Quand vient la nuit : Par-delà le quotidien

REALISATION : Michaël R. Roskäm
PRODUCTION : Chernin Entertainment, Fox Searchlight Pictures
AVEC : Tom Hardy, Noomi Rapace, James Gandolfini, Matthias Schoenaerts
SCENARIO : Dennis Lahane
PHOTOGRAPHIE : Nicolas Karakatsanis
MONTAGE : Christopher Tellefsen
BANDE ORIGINALE : Marco Beltrami, Ralf Keunen
ORIGINE : Etats-Unis
TITRE ORIGINAL : The Drop
GENRE : Drame, Thriller, Polar
DATE DE SORTIE : 12 novembre 2014
DUREE : 1h47
BANDE-ANNONCE

Synopsis : Bob Saginowski, barman solitaire, suit d’un regard désabusé le système de blanchiment d’argent basé sur des bars-dépôts – appelés « Drop bars » – qui sévit dans les bas-fonds de Brooklyn. Avec son cousin et employeur Marv, Bob se retrouve au centre d’un braquage qui tourne mal. Il est bientôt mêlé à une enquête qui va réveiller des drames enfouis du passé…

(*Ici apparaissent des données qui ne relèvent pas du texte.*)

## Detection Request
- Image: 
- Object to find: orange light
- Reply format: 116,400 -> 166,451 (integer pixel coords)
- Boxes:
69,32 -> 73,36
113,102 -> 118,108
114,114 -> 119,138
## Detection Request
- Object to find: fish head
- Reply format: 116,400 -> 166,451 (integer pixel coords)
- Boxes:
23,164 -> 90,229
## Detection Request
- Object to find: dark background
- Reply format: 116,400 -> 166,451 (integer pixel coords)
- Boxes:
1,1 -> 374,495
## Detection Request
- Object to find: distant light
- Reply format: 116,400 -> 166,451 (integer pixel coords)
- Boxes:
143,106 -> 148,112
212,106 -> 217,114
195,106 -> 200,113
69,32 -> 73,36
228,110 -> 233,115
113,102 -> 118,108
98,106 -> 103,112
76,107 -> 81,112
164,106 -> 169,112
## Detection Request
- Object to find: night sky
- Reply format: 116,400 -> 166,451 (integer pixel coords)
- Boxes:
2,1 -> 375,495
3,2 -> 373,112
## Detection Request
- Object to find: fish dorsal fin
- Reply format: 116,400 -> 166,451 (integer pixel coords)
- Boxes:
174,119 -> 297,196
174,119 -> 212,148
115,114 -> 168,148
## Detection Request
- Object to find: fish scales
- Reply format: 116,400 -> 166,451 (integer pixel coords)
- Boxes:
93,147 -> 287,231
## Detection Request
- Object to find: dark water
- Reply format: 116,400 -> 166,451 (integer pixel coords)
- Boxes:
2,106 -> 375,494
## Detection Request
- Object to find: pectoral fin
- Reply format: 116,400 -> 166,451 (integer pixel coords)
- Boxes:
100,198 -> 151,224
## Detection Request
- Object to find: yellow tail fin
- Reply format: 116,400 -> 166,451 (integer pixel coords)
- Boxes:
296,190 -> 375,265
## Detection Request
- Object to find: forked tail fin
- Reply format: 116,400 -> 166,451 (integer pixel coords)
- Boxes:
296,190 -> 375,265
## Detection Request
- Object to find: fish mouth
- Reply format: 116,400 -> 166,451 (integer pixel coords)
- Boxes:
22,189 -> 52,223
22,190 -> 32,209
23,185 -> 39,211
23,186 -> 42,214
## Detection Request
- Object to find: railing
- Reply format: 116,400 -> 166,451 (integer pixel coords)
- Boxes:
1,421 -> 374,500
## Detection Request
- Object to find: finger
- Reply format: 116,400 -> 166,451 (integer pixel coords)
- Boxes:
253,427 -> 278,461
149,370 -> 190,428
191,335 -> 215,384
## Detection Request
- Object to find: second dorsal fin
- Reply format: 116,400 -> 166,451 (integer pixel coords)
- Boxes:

Sur le bitume froid et menaçant de Brooklyn marche un homme solitaire, Bob Saginowki (Tom Hardy), bientôt suivi d’un nouveau compagnon de galères qui sera baptisé Rocco, tout jeune pitbull abandonné dans une poubelle. Derrière eux, un réalisateur fraîchement venu de Belgique suit leurs mouvements, leur regard. Michaël R. Roskam, qui nous avait été révélé en France en 2012 avec Bullhead – claque magistrale de par la maîtrise de la mise en scène et l’intensité de son personnage principal déjà incarné par Matthias Schoenaerts –, migre dès son second long-métrage aux Etats-Unis pour adapter pour le compte de Hollywood une nouvelle de Dennis Lahane (romancier dont Clint Eastwood adapta Mystic River, quelques années avant que Ben Affleck se réapproprie Gone Baby Gone et que Martin Scorsese s’empare de l’immense Shutter Island) intitulée Animal Rescue, devenue tout d’abord The Drop au cinéma puis Quand vient la nuit en France. La matière comportait un potentiel immense, quand bien même le voyage de Michaël R. Roskam outre-Atlantique pour se soumettre aux studios hollywoodiens pouvait inquiéter… Verdict.

L’HOMME ET L’ANIMAL

« A Brooklyn, l’argent change de mains toute la nuit. Et ce n’est pas le genre d’argent que l’on peut déposer à la banque. Tout cet argent doit atterrir quelque part. Ils appellent cela un « drop-bar ». L’argent sale de la ville entière, caché sous le nez de tout le monde ». C’est sur ce postulat classique du film noire, narré par le grand Tom Hardy, que s’ouvre Quand vient la nuit, donnant ainsi le ton à l’invitation que Michaël R. Roskam tend à ses spectateurs pour rejoindre, le temps de son second long-métrage, les bas-fonds de Brooklyn, l’engrenage criminel que suggère la vivacité et fluidité du montage lors des fameux dépôts. Bob Saginowki, barman aux premières loges du blanchiment d’argent qui rythme quotidiennement ses nuits de travail, ne cesse de rappeler autour de lui qu’il « n’est qu’un barman », taciturne, effacé, insaisissable sinon illisible grâce au visage impassible de l’acteur, mais offrant volontiers sa tournée aux derniers clients. Être simplement barman serait la vie rêvée pour ce personnage dont l’esprit est ailleurs, ou, a contrario, enfoui sous une carapace solide imposée par la rudesse des jours.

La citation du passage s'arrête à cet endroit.